Tamamen dönüşmesi sadece üç saniye sürdü.
Boyu şimdi iki metreye yakındı. Kazağı öyle genişlemişti ki bazı parçalar yırtılmıştı.
Şişkin kaslar.
Bir gorilinki gibi geniş göğüs.
Yedi inç dişleri!
İki boynuz!
Gustav, kan kurdu kadar uzun olmasa da şu anda son derece korkutucu görünüyordu.
Kan kurdu ona ihtiyatlı bir bakışla baktı ama aynı zamanda geri adım atmaya hazır değildi.
Gustav ileri doğru yürürken kalın bir sesle, “Bunu şu anki gücümle birleştirmek ve ne kadar güçlü olacağımı görmek istiyordum… sen mükemmel bir deneksin,” dedi.

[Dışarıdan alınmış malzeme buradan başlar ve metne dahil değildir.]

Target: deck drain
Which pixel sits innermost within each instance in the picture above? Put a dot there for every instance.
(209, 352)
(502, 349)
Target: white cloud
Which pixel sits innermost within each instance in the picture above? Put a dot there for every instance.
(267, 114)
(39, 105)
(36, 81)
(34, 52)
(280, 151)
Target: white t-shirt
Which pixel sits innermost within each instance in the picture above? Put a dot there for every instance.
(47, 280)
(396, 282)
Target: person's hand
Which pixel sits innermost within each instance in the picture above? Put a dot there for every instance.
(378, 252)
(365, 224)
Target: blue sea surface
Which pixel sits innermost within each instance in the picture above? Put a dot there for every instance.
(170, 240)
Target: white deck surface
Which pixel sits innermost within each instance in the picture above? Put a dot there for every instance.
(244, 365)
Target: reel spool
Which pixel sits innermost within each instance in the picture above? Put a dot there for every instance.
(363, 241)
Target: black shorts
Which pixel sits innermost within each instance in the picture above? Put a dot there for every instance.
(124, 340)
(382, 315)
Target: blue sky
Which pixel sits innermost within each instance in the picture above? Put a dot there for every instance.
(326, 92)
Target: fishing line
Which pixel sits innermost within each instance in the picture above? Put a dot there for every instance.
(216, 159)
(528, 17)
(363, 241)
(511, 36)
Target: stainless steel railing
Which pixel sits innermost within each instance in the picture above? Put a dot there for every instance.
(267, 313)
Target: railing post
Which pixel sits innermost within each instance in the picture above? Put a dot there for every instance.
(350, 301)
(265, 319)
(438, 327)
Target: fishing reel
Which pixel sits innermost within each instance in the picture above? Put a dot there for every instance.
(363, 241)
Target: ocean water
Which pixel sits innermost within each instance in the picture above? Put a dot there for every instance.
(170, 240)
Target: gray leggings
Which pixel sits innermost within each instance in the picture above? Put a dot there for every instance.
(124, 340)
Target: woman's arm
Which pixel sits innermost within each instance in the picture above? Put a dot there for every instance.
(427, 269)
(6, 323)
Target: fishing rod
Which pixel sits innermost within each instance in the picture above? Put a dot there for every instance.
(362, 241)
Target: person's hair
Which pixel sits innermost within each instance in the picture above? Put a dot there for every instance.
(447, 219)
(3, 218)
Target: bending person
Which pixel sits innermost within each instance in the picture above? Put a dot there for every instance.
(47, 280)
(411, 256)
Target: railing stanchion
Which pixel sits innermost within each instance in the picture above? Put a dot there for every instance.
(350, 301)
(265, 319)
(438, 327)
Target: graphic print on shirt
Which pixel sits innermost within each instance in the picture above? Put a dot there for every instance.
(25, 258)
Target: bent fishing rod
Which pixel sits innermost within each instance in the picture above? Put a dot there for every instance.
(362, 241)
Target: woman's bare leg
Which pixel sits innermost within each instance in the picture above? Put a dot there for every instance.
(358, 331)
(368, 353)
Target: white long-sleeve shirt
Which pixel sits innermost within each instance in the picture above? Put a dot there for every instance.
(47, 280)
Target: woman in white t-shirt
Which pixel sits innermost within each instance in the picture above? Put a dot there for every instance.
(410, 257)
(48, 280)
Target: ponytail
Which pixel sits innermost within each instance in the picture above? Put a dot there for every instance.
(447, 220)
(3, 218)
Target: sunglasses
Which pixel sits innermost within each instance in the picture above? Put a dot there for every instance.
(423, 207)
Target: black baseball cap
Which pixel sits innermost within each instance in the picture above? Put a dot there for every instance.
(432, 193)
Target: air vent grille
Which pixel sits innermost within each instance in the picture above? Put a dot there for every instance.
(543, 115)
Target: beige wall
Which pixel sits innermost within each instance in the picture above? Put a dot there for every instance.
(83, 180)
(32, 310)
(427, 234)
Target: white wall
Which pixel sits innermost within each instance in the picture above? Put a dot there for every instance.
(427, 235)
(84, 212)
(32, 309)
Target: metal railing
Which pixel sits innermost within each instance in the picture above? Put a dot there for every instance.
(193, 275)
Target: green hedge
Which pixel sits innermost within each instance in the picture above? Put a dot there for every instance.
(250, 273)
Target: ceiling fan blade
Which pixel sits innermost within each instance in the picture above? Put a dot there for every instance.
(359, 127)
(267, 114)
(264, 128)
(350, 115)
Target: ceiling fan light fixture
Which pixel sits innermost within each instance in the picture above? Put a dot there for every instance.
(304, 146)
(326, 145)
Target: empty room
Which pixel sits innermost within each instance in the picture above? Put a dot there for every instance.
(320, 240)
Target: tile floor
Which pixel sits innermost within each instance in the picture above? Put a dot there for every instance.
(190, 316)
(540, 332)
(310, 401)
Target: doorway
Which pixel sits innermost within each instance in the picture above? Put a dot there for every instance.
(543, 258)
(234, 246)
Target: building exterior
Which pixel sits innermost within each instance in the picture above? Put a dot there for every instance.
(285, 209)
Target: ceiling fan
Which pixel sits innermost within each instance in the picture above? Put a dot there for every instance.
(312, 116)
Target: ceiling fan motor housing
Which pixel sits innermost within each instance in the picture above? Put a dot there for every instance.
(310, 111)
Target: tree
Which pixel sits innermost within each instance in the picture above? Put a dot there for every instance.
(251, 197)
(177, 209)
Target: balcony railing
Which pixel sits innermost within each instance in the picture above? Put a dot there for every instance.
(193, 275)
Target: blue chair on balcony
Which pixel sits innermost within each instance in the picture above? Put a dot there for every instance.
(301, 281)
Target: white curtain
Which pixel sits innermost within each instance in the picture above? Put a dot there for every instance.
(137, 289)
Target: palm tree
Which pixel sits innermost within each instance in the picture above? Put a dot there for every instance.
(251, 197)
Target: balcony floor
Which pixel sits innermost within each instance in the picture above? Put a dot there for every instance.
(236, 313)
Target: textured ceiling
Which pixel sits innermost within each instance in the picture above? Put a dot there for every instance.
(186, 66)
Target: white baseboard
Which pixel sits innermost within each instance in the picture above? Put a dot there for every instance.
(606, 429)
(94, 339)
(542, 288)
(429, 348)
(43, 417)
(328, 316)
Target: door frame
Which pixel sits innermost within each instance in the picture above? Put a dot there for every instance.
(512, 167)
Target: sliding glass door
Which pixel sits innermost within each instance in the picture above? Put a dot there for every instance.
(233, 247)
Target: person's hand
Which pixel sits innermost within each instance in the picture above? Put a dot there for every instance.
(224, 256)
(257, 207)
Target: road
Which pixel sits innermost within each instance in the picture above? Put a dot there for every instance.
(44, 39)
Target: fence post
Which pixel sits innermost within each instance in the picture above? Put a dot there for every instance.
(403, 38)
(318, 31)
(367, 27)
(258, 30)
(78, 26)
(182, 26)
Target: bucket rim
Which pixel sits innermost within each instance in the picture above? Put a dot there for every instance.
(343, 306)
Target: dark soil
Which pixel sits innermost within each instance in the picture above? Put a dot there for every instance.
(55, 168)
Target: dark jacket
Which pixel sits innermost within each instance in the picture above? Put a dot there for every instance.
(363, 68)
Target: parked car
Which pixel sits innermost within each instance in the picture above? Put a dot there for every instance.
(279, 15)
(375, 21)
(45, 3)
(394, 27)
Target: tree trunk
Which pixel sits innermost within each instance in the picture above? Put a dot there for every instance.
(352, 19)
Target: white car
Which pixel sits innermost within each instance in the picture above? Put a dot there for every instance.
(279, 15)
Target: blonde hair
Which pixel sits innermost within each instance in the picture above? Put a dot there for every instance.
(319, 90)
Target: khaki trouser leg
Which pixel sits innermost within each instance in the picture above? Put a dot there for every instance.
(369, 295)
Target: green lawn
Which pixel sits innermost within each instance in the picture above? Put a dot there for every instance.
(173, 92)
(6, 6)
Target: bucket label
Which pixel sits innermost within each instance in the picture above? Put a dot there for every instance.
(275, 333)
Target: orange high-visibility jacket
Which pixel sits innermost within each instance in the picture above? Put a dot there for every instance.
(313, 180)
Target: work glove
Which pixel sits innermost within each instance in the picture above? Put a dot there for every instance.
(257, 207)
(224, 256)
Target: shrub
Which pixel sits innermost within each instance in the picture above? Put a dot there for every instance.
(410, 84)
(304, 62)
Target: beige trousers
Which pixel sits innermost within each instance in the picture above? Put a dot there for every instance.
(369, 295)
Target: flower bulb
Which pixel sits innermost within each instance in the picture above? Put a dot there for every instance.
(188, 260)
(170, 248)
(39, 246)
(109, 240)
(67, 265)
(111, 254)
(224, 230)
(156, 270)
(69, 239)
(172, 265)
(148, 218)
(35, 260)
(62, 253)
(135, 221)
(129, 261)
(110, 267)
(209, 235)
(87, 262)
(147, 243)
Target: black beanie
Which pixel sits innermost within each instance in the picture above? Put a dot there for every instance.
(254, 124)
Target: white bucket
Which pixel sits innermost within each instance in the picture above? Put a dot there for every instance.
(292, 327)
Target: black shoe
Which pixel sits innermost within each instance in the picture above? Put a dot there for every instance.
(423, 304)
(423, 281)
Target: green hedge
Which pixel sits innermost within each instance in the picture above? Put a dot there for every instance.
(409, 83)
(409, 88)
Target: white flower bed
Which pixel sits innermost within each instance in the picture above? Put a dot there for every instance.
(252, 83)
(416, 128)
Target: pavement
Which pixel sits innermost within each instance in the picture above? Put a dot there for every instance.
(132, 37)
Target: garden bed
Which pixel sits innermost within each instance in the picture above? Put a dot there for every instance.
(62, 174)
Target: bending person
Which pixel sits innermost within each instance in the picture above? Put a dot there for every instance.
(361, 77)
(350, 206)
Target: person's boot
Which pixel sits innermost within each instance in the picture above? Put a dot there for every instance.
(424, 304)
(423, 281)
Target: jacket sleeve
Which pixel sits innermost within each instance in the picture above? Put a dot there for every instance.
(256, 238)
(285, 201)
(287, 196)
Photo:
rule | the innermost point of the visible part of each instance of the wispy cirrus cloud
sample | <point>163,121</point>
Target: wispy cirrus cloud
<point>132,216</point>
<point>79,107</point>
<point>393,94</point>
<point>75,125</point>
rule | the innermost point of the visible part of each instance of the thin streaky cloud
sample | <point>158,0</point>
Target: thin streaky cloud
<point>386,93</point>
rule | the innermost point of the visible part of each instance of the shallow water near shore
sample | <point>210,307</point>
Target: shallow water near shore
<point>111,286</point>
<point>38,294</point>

Gustav, sürat koşusu veya hız ile ilgili herhangi bir yetenek kullanılmadan Bloodwolf’u yenmenin neredeyse imkansız olacağını biliyordu, bu yüzden onu boş bir yere götürmeye karar verdi, böylece sonunda canavarın Transformation Bloodline’ı gözlerden uzakta test edebilecekti. diğerleri. Ayrıca sprint kullanmaya devam ederse, enerjisi dört saniye içinde harcanacaktı.
“Ooooo!”
Kan kurdu isteksizce uludu, Gustav’ın gözlerindeki kibirli bakış onu kızdırmıştı.
Swoooshhh!
İkisi de birbirine doğru koştu.
Gustav, gücünün ve hızının arttığını hissedebiliyordu ve bundan zevk alıyordu.
Dört metre havaya sıçradı ve aşağı inerken yumruğunu dışarı attı.
Kan kurdu, Gustav’ın darbesini karşılamak için pençelerini yukarı doğru sallayarak tepki verdi.
Gustav, yumruğunu kafasına indirirken kan kurdunun pençelerinden kaçarak havada vücudunu yana çevirdi.
Bam!
Kan kurdunun tüm vücudu yere çarptı. Gustav’ın yumruğu aşağı indikten sonra hâlâ başının üzerinde duruyor ve çenesini yere yapıştırıyordu.
Kan kurdu, başının üstünden yüzüne kan damlarken acı içinde homurdandı. Gustav kafasını vurduktan sonra başı dönüyordu.
Gustav, kan kurdunun kafasını çekti ve vücudunu yerden kaldırdı.
“Uh!” Gustav, yedi bin kilogramdan daha ağır olan kan kurdunun tüm ağırlığını taşırken inledi.
Gustav vücudunu sağ taraftaki küçük bir ağaca doğru fırlattı.
Patlama!
Kan kurdunun gövdesi ağaca çarparak ikiye ayrılmasına neden oldu.